Doctoral Defence: Xueqi DANG

The Doctoral School in Science and Engineering is happy to invite you to Xueqi DANG’s defence entitled

Learning-based Test Input Prioritization for Machine Learning Systems

Supervisor: Prof Yves LE TRAON

Machine learning (ML) has achieved significant success across various fields. Ensuring the reliability of ML systems through testing is essential. However, ML testing faces a major challenge: it is expensive to label each test input to assess the model’s accuracy on the testing set. This is mainly due to three reasons: 1) reliance on manual labeling, 2) the large scale of test datasets, and 3) the need for domain expertise during the labeling process. Test input prioritization has become a promising strategy to mitigate the labeling cost issues, which focuses on prioritizing test inputs that are more likely to be misclassified.

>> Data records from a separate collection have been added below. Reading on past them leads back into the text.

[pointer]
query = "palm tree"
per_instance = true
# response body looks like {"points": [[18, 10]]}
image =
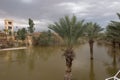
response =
{"points": [[113, 32], [92, 33], [69, 30]]}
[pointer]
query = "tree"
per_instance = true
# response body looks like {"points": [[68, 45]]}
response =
{"points": [[69, 29], [45, 38], [92, 33], [31, 26], [21, 34], [113, 32]]}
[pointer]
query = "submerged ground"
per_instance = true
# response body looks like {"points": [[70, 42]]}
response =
{"points": [[47, 63]]}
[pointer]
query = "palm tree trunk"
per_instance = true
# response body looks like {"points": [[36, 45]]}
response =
{"points": [[113, 44], [69, 56], [92, 74], [91, 42], [119, 45]]}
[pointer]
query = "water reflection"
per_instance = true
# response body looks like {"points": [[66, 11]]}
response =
{"points": [[92, 74], [113, 67], [47, 63]]}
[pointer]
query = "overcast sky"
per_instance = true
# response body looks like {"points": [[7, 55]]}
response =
{"points": [[44, 12]]}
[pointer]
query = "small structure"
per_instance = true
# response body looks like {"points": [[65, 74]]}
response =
{"points": [[9, 28], [3, 39]]}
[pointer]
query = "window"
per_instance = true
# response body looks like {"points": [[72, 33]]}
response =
{"points": [[10, 23]]}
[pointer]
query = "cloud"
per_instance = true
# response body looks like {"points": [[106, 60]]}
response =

Enabling the earlier labelling of such bug-revealing inputs can accelerate the debugging process, therefore enhancing the efficiency of ML testing. In the existing literature, various test prioritization methods have been introduced, which can generally be classified into coverage-based, confidence-based, and mutation-based approaches. While these methods have demonstrated effectiveness in certain scenarios, they exhibit notable limitations when applied to more specialized contexts. This dissertation focuses on three specific scenarios: classical machine learning classification, long text classification, and graph neural network (GNN) classification. Specifically, for each scenario, we introduce a novel test prioritization method, as detailed in Chapters 3 to Chapter 5. Beyond proposing these new methods, we also conduct an empirical study focusing on GNN classification to explore the limitations of existing test selection approaches when applied to GNNs (cf. Chapter 6).

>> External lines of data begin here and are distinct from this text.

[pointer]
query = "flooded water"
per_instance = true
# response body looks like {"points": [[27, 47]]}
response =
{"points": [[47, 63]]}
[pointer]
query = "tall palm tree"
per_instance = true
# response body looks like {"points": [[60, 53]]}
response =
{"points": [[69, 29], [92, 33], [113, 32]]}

– MLPrior: A New Test Prioritization Approach for Classical Machine Learning Models. To tackle the challenges in traditional ML testing, we propose a novel test prioritization method named MLPrior. MLPrior is specifically designed to leverage the unique characteristics of classical ML models (i.e., compared to DNNs, traditional ML models are generally more interpretable, and their datasets often consist of carefully engineered feature attributes) for effective test prioritization. MLPrior is built on two key principles: 1) tests that are more sensitive to mutations are more likely to be misclassified, and 2) tests that are closer to the model’s decision boundary are more likely to be misclassified. Experimental results reveal that MLPrior surpasses other prioritization methods, achieving an average improvement ranging from 14.74% to 67.73%.

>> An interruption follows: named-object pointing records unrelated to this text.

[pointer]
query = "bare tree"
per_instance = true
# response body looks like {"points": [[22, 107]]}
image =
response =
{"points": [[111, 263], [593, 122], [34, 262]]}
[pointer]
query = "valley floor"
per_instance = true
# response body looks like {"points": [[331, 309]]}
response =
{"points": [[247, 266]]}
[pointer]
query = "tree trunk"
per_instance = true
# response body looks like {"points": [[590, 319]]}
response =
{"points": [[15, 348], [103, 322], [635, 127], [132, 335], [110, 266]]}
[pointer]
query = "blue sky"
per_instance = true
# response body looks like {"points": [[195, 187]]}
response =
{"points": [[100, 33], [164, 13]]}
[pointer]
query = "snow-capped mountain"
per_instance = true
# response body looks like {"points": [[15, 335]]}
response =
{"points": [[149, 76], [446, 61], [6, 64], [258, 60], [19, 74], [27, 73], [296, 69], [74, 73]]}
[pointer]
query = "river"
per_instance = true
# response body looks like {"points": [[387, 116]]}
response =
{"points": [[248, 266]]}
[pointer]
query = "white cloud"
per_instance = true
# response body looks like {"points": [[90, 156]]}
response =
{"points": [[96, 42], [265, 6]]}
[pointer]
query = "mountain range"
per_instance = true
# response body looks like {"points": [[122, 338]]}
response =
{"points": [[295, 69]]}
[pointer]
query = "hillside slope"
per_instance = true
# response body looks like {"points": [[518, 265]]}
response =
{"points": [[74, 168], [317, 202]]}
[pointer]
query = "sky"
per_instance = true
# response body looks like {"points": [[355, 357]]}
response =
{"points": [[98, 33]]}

– GraphPrior: A New Test Prioritization Approach for Graph Neural Networks. To enhance the efficiency of GNN testing, we propose GraphPrior, a novel test prioritization method specifically designed for GNNs. In particular, we introduce new mutation rules tailored to GNNs to generate mutated models and leverage the mutation results for effective test prioritization. The core principle is that test inputs that “kill” more mutated models are considered more likely to be misclassified. Experimental results demonstrate that GraphPrior outperforms all baseline methods, achieving an average performance improvement of 4.76% to 49.60% on natural datasets.

– LongTest: A New Test Prioritization Approach for Long Text Files. Long texts, such as legal documents and scientific papers, present unique challenges for test prioritization due to their substantial length, complex hierarchical structures, and diverse semantic content. To address these issues, we propose LongTest, a novel approach specifically tailored for long text data. LongTest is built based on two key components: 1) a specialized embedding generation mechanism designed to extract crucial information from entire long documents, and 2) a contrastive learning framework that enhances prioritization by effectively distinguishing misclassified samples from correctly classified ones. Experimental evaluations demonstrate that LongTest outperforms baseline methods, with average improvements ranging from 14.28% to 70.86%.

– An Empirical Study investigating the limitations of test selection approaches on GNNs. To investigate the limitations of existing DNN-oriented test selection methods in the context of GNNs, we carried out an empirical study involving 22 test selection techniques evaluated across seven graph datasets and eight GNN models. This study concentrated on three key objectives: 1) Misclassification Detection: identifying test inputs with a higher probability of being misclassified; 2) Accuracy Estimation: selecting a representative subset of tests to accurately estimate the overall accuracy of the full test set; 3) Performance Improvement: selecting retraining samples to enhance the accuracy of GNN models. Our findings indicate that the effectiveness of test selection methods for GNNs falls short when compared to their performance in the context of DNNs. In summary, this dissertation introduces three novel test prioritization methods designed for some specific machine learning scenarios and presents an empirical study to explore the limitations of existing test selection approaches when applied to GNNs.